Some of you reading this may have a giant smart phone and maybe you could see the fields, or maybe even a tablet, but on my iPhone 5s it might as well not even existed. So I un-pinched it to start zooming… FAIL.

This whole interaction made me think of what happens when big brands want to appear to be active and hip on social media but aren’t actually putting the resources into it.

This morning I decided to take a look at the differences between the mobile landing page and the full version (below). Now it all starts to make sense, they didn’t actually make a mobile landing page at all. Budget, or promoSPARK, took a shortcut.

Budget Facebook Contest full version

I may be hypersensitive to things like this because a bunch of my friends work at the premier social media agency in the world and help big brands look smart. This is a situation where Budget was trying to get something going on Facebook and the entire interaction was so frustrating that I imagine the drop-off rate must be astronomical.

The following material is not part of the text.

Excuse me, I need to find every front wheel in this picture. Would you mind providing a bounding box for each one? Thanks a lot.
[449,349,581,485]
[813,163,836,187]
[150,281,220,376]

The lesson here is to optimize for the audience you’re shooting at!

[UPDATE]

I received a call from Kate Stanley at Budget who told me that she felt bad that I took notice of one of her quick “help someone out” promotions. She explained to me, as Jim Tobin mentions down in the comments, that she relied on promoSPARK to get something up quickly. I know it stinks when someone only takes note of your weakest effort, but that’s the way life is now. Every brand is on display for a billion people to evaluate them every time they engage on Facebook.

I commend Kate for calling and clarify the situation. There aren’t many brand managers that are that on top of things. Although this post probably stings a little bit today, I hope it helps Kate get the support and resources she needs to position Budget as a social media leader.